Gardening is a chance to connect with things beyond ourselves: nature, history, deep time, and other cultures to name a few. Every plant has a story, and in planting and caring for them we can explore and even to a small degree be part of that story. Back in the spring, we posted a blog about growing Chinese vegetables at home—including calabash. Our calabash vines have taken off, growing long and healthy and producing dozens of fruit. In learning how to grow and use calabash, we learned a lot about the unique history of that plant. In this blog, we’re going to try and pass that knowledge on to you, in the hopes that it will perk your interest and maybe get you to grow your own calabash. Let’s dig in!
What is Calabash?
Also known as bottle gourd, birdhouse gourd, or white flower gourd, calabash (Lagenaria siceraria) is a member of the Cucurbitaceae family, which also includes more popular garden plants like cucumbers, squash, and many kinds of melons. It is not related to the calabash tree (Crescentia cujete), which does have a similar looking fruit.
Calabash has an interesting history. An ancient plant—it originated somewhere in East Asia roughly 9,000 years ago—calabash was one of the first plants primarily grown for reasons other than food. While the fruit is edible (we’ll talk about that in a moment), when dried the heavy, waterproof rind makes the calabash gourd useful for making tools, containers, bowls, and even musical instruments. As a dual-use plant, calabash spread quickly across Asia, Africa, and Europe, and even reached the Americas long before Columbus’s first voyage. No one knows for sure how this happened; theories include early hunter gatherers carrying the wild seeds with them when they migrated across the Bering Strait land bridge between Asia and North America, and natural processes such as ocean currents and migrating birds carrying the fruits and seeds across the Atlantic from Africa to the New World.
Today, calabash is still hugely popular around the world, grown and used for its fruit, leaves, gourds, and more.
Growing and Using Calabash
Calabash is relatively easy to grow at home—it likes many of the same conditions as its squash, cucumber, and watermelon relatives. It’s also relatively resistant to vine borers and squash beetles, and tolerates heat well. With all that having been said, there’s one caveat: calabash is an aggressive vining plant, which grows quickly and spreads everywhere. This may be a consideration for gardeners with smaller spaces—at the time of this writing our calabash vines are 50ft/15m long and still growing! However, the leaves are lovely, large and soft, and the night-blooming flowers are quite beautiful.
Calabash likes rich, well-drained soil, and should be planted when the weather is warm enough to put out other Curcurbitaceae plants—so about two weeks after last frost when the soil is warm enough. We had good luck starting them indoors a month or six weeks ahead of time; the rapid grow starts a little later when the plant is established. A good balanced fertilizer or compost also helps, so feed your calabash like you would your watermelon.

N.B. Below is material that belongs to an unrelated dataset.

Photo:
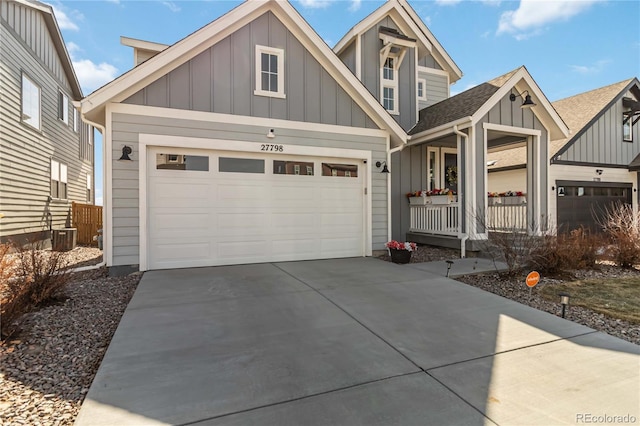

Also like watermelon, calabash do well in heat but they really do like a fair amount of water. This is especially true during heat waves—heavy watering can help keep them growing and thriving even if the weather isn’t fully cooperative. Our calabash plants are doing well in direct sun, but we think they could handle partial sun if it came to that.
As with the vines, calabash fruit grow quickly. While the plants may take a long time to start producing fruit, once the fruit start coming in they grow quickly and prolifically. The big question with calabash fruit is when to harvest. You can pick the fruit at nearly any stage of development, as some kinds of calabash grow quite large fruit indeed. As the fruit ripens, the rind will get harder and the seeds will get larger and more prominent, meaning that the edible flesh will be more time consuming to harvest. Young fruit can be eating skin, seeds, and all, just like a cucumber. If that’s your desires, harvest them when the skin is still soft and they’re the size of a large cucumber or small melon.
If you want the fruit to become gourds, you’ll need to let them ripen fully and dry out. We’re still experimenting with this, so we’d love to hear from anyone who has more experience doing so. Calabash gourds are useful, so we’ll do a followup blog when we get some and let you know what we make with them!